Injection braking & SPEED CONTROL
Fig: 1 Torque–speed curve for d.c. injection braking of cage motor
- Injection Braking is the most widely used method of electrical braking. When the ‘stop’ button is pressed, the 3-phase supply is interrupted, and a d.c. current is fed into the stator via two of its terminals.
- The d.c. supply is usually obtained from a rectifier fed via a low-voltage high-current transformer. We saw earlier that the speed of rotation of the air-gap field is directly proportional to the supply frequency, so it should be clear that since d.c. is effectively zero frequency, the air-gap Weld will be stationary.
- We also saw that the rotor always tries to run at the same speed as the field. So, if the field is stationary, and the rotor is not, a braking torque will be exerted.

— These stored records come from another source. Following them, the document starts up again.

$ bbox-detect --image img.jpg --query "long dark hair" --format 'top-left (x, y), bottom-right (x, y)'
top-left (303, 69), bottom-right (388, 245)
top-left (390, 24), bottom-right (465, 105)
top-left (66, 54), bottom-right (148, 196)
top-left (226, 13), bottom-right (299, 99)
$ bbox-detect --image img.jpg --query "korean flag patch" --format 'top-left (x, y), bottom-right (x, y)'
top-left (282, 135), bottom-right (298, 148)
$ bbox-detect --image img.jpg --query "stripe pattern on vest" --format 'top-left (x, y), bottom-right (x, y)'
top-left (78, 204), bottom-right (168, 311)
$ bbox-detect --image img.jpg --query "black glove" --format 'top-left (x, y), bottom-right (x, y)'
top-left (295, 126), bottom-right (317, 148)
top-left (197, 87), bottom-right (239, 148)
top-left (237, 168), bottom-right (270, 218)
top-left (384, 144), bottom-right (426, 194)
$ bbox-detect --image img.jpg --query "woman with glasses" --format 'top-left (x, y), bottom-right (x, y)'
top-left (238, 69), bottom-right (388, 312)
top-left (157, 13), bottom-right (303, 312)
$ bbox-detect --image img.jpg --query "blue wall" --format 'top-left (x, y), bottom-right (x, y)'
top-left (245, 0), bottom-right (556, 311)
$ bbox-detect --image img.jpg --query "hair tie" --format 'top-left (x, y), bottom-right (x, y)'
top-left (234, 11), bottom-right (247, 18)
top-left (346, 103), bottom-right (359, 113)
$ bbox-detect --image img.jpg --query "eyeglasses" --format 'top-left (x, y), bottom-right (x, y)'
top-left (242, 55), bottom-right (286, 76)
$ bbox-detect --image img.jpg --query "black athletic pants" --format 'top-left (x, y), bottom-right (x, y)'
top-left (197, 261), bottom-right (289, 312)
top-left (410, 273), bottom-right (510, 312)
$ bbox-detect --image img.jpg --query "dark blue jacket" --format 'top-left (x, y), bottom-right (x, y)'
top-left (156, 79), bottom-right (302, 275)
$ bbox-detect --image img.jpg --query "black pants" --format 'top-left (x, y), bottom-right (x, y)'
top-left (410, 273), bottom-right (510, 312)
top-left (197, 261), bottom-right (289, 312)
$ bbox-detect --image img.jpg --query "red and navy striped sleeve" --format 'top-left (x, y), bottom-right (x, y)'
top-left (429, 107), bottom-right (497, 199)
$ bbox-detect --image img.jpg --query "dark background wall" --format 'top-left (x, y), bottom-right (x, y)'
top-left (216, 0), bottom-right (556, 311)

- A typical torque–speed curve for braking a cage motor is shown in Figure 1, from which we see that the braking (negative) torque falls to zero as the rotor comes to rest.
- This is in line with what we would expect, since there will be induced currents in the rotor (and hence torque) only when the rotor is ‘cutting’ the flux. As with plugging, injection (or dynamic) braking is a dissipative process, all the kinetic energy being turned into heat inside the motor.
- To operate efficiently an induction motor must run with a small slip. It follows that any efficient method of speed control must be based on varying the synchronous speed of the field, rather than the slip.
- The two factors that determine the speed of the field, are the supply frequency and the pole number. The pole number has to be an even integer, so where continuously adjustable speed control over a wide range is called for, the best approach is to provide a variable-frequency supply.
- This method is very important concerns with constant frequency mains operation, providing a choice between pole-changing, which can provide discrete speeds only, or slip control which can provide continuous speed control, but is inherently inefficient.